You are reading a single comment by @GA2G and its replies. Click here to read the full conversation.
  • Hi Ashley

    In my many years of working with technology, I have no recollection of any other mainstream company attempting to do what Google actually managed to do with Street View. It took a lot of very hard work to design systems and tools capable of capturing the personal and private data of the public as the Google Street View cars were driving around with the stated purpose of capturing images. Google KNEW Street View cars were slurping Wi-Fi

    When I first became aware of this, I pondered on why Google put so much effort into harvesting private data. I then reflected on a problem I had with my personal computer. For a few years, whenever I did a search on my computer, I would receive emails to my personal account related to the search. On the first occasion this happened, I spent two hours scouring my computer for malware including rootkits but found nothing present. A few months later, when I received mail relating to a search that I had only done two hours earlier, I spent an entire day going through the content of my computer. I was convinced some form of malware was present. I used every tool at my disposal to find the malware that I knew had to be present but still I found nothing.

    I am very, very good at finding and removing malware. Not finding the malware on my computer really bothered me. Roll the clock forward a few months, to early 2010 and the story of Google Street View hits the headlines. I thought about the Google Toolbar that I used on my browser and it suddenly became very clear to me that if Google spent a fortune arming cars with technology to steal data, certainly their toolbar may not be as innocuous as I had thought. I uninstalled the toolbar and every other bit of Google software I could find on my computer. I haven’t had a single targeted email since.

    I will NEVER use a Google product. I will never use Chrome, in fact, I love IE9. I have it configured to block ads – Chrome and Firefox generate income by showing ads and I doubt that they would like their users to easily block ads. My IE9 browsing experience is clean and fast!

    As for Apple, their strategy is to form a very close relationship with your wallet. They will make it a difficult as possible for you to leave their eco system but I do trust this very simple and obvious intent far more than I trust Google’s. Android dominates with 50% of the smartphone market share, but it will never be for me.

    As for RIM, I run a two Blackberry Enterprise Servers and take care of about 70 Blackberrys. The Blackberry experience from an administrative perspective is poor in comparison to Microsoft ActiveSync that works with everything else. The Playbook device was very, very bad – my clients abandoned them after a month of use. The developers too are abandoning the Blackberry platform in large numbers. Without developers and developer momentum, a platform is doomed. I give RIM 1 – 2 years to continue to exist in the manner we know it today. Possibly they will split the hardware and software parts of the company (like Palm I think?) and may even license its messaging technology to third parties or partners.

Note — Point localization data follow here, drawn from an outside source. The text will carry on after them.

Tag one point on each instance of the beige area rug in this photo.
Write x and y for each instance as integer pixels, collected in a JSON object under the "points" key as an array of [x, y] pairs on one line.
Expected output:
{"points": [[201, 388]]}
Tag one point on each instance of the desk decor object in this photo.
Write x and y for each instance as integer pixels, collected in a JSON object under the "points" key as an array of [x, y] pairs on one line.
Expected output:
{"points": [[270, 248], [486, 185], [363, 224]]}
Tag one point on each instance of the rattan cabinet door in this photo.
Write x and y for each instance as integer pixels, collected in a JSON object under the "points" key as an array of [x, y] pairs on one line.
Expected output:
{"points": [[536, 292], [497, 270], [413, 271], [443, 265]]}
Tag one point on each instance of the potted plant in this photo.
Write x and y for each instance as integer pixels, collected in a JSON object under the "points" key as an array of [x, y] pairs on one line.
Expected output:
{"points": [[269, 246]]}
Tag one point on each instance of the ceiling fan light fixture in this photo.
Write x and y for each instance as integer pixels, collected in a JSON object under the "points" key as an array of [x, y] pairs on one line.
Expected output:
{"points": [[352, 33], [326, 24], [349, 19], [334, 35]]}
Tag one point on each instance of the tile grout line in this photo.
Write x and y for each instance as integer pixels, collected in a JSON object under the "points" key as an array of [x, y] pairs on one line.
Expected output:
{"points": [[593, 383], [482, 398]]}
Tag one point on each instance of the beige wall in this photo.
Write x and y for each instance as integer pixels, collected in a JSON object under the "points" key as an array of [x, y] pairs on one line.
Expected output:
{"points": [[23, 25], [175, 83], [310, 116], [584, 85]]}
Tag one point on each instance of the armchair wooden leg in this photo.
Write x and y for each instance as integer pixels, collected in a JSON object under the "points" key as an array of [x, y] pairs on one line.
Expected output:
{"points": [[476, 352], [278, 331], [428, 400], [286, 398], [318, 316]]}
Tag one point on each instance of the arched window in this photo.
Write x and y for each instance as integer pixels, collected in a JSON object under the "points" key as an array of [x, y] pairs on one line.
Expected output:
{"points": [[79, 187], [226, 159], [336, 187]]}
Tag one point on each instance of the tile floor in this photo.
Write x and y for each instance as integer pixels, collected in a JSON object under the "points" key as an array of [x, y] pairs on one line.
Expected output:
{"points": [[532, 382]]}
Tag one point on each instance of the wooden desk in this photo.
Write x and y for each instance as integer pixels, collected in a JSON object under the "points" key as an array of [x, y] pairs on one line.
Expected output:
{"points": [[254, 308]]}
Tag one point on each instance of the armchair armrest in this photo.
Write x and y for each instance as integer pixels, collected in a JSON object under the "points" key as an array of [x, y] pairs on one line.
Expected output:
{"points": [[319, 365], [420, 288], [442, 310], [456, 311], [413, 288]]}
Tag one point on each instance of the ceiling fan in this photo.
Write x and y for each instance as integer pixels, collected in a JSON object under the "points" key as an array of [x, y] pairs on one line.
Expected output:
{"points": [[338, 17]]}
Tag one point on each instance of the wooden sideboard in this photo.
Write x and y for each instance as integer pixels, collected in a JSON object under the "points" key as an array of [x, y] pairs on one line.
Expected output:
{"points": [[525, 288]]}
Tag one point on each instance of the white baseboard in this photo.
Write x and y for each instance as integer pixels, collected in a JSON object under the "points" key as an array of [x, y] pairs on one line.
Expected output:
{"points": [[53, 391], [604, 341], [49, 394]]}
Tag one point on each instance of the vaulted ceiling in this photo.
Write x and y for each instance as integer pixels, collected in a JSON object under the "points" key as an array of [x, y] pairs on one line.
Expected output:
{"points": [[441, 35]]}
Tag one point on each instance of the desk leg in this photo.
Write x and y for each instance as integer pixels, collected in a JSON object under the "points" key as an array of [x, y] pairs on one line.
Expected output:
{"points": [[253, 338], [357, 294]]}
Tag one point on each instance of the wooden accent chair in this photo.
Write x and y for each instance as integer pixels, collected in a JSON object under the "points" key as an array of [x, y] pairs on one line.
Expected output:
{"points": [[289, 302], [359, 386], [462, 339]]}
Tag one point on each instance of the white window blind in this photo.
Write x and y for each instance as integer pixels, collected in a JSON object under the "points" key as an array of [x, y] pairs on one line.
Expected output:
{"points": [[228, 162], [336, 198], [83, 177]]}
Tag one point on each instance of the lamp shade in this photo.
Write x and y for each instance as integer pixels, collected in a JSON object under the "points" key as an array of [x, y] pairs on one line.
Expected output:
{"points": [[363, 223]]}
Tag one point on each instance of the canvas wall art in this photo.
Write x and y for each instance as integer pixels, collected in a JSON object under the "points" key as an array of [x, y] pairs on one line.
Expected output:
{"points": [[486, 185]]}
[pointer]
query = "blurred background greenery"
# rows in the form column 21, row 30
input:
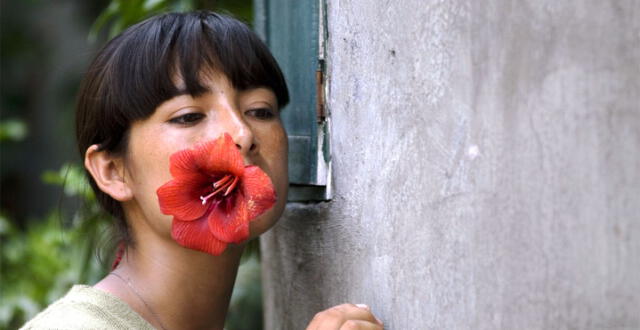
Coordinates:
column 52, row 232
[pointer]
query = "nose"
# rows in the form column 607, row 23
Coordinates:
column 233, row 123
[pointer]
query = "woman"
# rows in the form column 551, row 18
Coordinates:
column 172, row 102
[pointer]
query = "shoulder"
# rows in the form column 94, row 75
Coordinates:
column 85, row 307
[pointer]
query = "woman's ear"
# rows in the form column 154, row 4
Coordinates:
column 108, row 172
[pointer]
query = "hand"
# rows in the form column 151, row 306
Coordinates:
column 345, row 317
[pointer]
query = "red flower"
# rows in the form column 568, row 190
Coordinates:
column 213, row 196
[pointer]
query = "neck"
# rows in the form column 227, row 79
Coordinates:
column 177, row 288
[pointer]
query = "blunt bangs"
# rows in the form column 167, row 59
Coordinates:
column 138, row 70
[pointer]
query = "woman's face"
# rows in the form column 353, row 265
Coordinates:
column 251, row 118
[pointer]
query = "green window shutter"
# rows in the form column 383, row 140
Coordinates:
column 291, row 30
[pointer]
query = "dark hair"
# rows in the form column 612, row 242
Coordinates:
column 136, row 71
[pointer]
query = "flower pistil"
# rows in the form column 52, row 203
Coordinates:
column 226, row 184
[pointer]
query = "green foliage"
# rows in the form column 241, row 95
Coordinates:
column 41, row 262
column 13, row 130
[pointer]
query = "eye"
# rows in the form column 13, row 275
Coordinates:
column 187, row 119
column 261, row 113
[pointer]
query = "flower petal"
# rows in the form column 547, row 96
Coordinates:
column 229, row 219
column 258, row 189
column 220, row 156
column 181, row 197
column 196, row 235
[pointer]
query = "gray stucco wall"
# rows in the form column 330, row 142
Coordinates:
column 486, row 169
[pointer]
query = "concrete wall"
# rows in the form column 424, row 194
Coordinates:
column 486, row 169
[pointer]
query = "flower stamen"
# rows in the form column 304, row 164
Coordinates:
column 225, row 184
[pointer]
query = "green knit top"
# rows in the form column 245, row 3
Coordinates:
column 85, row 307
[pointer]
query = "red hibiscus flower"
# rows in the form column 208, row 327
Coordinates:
column 213, row 196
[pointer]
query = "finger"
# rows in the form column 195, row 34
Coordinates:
column 360, row 325
column 333, row 318
column 357, row 312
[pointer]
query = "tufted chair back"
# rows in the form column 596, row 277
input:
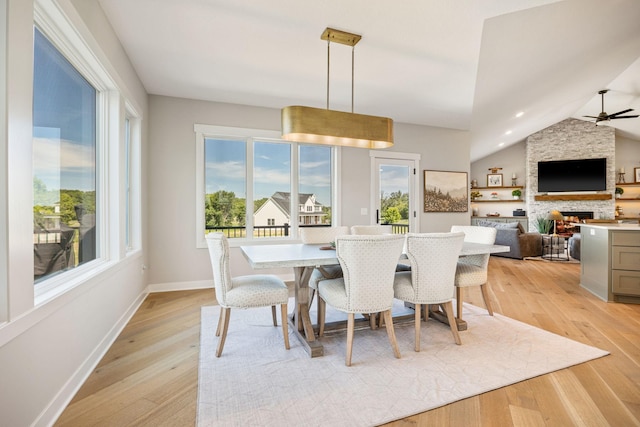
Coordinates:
column 320, row 235
column 434, row 257
column 368, row 265
column 475, row 234
column 371, row 230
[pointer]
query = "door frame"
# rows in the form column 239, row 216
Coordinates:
column 412, row 159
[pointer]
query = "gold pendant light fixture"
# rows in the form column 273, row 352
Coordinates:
column 330, row 127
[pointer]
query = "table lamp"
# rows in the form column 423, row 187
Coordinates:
column 555, row 216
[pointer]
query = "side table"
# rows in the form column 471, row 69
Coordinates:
column 554, row 248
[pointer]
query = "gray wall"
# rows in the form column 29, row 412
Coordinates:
column 174, row 260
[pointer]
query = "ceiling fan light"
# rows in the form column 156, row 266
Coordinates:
column 330, row 127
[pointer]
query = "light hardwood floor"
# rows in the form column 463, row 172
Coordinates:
column 149, row 377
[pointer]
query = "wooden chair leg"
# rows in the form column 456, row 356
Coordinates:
column 220, row 320
column 225, row 327
column 417, row 320
column 448, row 308
column 485, row 296
column 350, row 328
column 388, row 320
column 322, row 307
column 459, row 302
column 285, row 325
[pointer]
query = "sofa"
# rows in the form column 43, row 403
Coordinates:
column 512, row 234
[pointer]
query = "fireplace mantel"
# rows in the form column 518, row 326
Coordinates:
column 552, row 197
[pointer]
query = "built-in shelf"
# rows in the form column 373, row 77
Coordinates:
column 552, row 197
column 496, row 201
column 499, row 188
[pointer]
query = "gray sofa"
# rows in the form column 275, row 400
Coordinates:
column 512, row 234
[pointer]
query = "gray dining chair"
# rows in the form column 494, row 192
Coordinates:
column 368, row 266
column 472, row 270
column 431, row 281
column 259, row 290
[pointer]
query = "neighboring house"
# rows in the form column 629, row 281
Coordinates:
column 276, row 210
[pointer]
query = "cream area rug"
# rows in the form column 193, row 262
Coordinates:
column 256, row 382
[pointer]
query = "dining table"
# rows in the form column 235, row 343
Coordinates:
column 303, row 258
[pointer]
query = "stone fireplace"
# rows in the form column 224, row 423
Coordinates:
column 569, row 139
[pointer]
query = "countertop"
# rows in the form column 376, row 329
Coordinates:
column 605, row 226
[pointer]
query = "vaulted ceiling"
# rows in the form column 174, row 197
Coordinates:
column 465, row 64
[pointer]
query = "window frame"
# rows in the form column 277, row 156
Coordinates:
column 250, row 136
column 51, row 21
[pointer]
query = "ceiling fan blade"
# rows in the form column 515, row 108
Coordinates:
column 624, row 117
column 620, row 112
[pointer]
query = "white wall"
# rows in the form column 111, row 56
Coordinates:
column 47, row 351
column 174, row 260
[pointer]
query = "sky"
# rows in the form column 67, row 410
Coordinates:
column 225, row 162
column 64, row 121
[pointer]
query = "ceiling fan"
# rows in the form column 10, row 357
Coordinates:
column 604, row 116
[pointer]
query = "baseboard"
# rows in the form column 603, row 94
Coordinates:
column 180, row 286
column 55, row 408
column 196, row 284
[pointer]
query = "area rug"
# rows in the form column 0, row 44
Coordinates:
column 561, row 260
column 256, row 382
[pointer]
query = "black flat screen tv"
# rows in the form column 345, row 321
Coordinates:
column 572, row 175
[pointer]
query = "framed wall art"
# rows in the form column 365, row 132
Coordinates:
column 445, row 191
column 494, row 180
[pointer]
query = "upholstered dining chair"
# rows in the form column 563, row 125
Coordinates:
column 368, row 266
column 374, row 230
column 431, row 281
column 260, row 290
column 472, row 270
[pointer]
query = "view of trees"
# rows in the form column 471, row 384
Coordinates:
column 395, row 208
column 223, row 208
column 45, row 202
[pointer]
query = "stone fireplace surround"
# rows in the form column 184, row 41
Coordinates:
column 569, row 139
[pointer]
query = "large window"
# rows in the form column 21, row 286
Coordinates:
column 253, row 185
column 64, row 163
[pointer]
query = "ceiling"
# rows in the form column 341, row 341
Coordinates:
column 464, row 64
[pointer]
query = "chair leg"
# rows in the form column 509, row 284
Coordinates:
column 448, row 308
column 220, row 320
column 417, row 321
column 285, row 325
column 225, row 326
column 459, row 302
column 350, row 327
column 322, row 307
column 388, row 320
column 485, row 296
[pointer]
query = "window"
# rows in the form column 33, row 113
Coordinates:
column 64, row 163
column 254, row 185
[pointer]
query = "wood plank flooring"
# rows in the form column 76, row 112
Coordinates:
column 149, row 377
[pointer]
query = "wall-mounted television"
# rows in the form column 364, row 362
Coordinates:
column 572, row 175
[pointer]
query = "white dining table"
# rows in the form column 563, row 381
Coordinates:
column 303, row 258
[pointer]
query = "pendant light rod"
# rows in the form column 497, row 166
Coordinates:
column 326, row 126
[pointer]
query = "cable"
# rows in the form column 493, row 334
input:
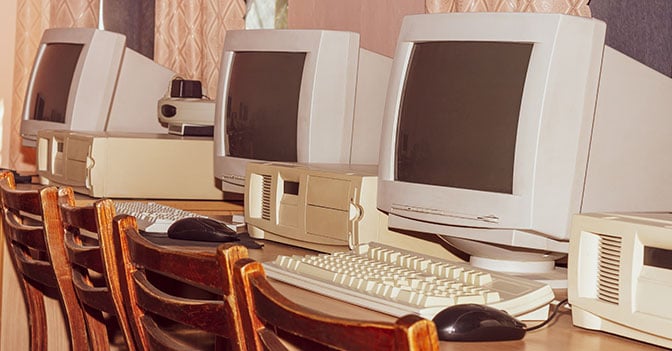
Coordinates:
column 550, row 318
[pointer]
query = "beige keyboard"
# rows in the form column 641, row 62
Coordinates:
column 399, row 282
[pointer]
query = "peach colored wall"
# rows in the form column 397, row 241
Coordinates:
column 7, row 40
column 377, row 21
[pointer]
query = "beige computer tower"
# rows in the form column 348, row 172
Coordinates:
column 324, row 208
column 620, row 274
column 128, row 165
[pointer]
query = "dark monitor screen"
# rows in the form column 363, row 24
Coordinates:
column 262, row 105
column 459, row 114
column 52, row 81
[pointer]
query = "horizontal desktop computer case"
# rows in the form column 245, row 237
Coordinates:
column 128, row 165
column 620, row 274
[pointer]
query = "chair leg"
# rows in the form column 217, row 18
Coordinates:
column 37, row 319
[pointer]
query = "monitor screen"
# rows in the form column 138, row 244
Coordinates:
column 53, row 80
column 262, row 105
column 456, row 98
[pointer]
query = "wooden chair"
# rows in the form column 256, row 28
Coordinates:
column 41, row 268
column 269, row 317
column 149, row 302
column 86, row 235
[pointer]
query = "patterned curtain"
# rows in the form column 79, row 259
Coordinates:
column 33, row 17
column 189, row 36
column 572, row 7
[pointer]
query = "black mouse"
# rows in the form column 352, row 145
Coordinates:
column 473, row 322
column 201, row 229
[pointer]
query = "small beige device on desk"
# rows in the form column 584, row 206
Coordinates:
column 128, row 165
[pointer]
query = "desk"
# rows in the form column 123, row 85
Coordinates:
column 560, row 335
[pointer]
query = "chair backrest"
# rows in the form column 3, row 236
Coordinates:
column 41, row 268
column 150, row 301
column 267, row 314
column 86, row 235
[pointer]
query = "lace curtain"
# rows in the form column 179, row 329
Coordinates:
column 572, row 7
column 33, row 17
column 189, row 36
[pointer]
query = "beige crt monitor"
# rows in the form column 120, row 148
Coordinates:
column 620, row 274
column 128, row 165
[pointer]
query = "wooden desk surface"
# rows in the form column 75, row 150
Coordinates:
column 560, row 335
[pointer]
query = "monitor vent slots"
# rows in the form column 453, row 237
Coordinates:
column 609, row 268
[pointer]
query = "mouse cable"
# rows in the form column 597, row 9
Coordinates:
column 550, row 318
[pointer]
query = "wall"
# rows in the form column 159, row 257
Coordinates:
column 377, row 21
column 7, row 40
column 639, row 29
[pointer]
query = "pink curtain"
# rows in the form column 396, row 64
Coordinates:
column 189, row 36
column 571, row 7
column 33, row 17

    RIM and Nokia are in the same boat. They, along with myself, made a bad call on the iPhone. We said that it could never succeed because consumers want good battery life, great call quality, etc. Consumers told us “experts” that we were wrong. Apple created more than a product with the iPhone, they created desire. They reversed the trend of phones getting smaller with very long battery life, to huge phones with poor battery life. Ultimately this left RIM and Nokia without viable smartphone that could compete with Apple and the newly emerging Google Android phones. I know you have a soft spot for Symbian but with a view on the future and the trends developing in the smart phone market, Nokia were very courageous (and right!) to switch to Windows Phone. Nokia were in decline and are still in decline but a few revolutionary products could turn this around. I think Nokia may continue to struggle on the world stage unless they can deliver a range of very cheap smartphones to India, Pakistan, the Far East etc.

    My landlord, who is an IT expert sent that to me. We were discussing mobile OS'.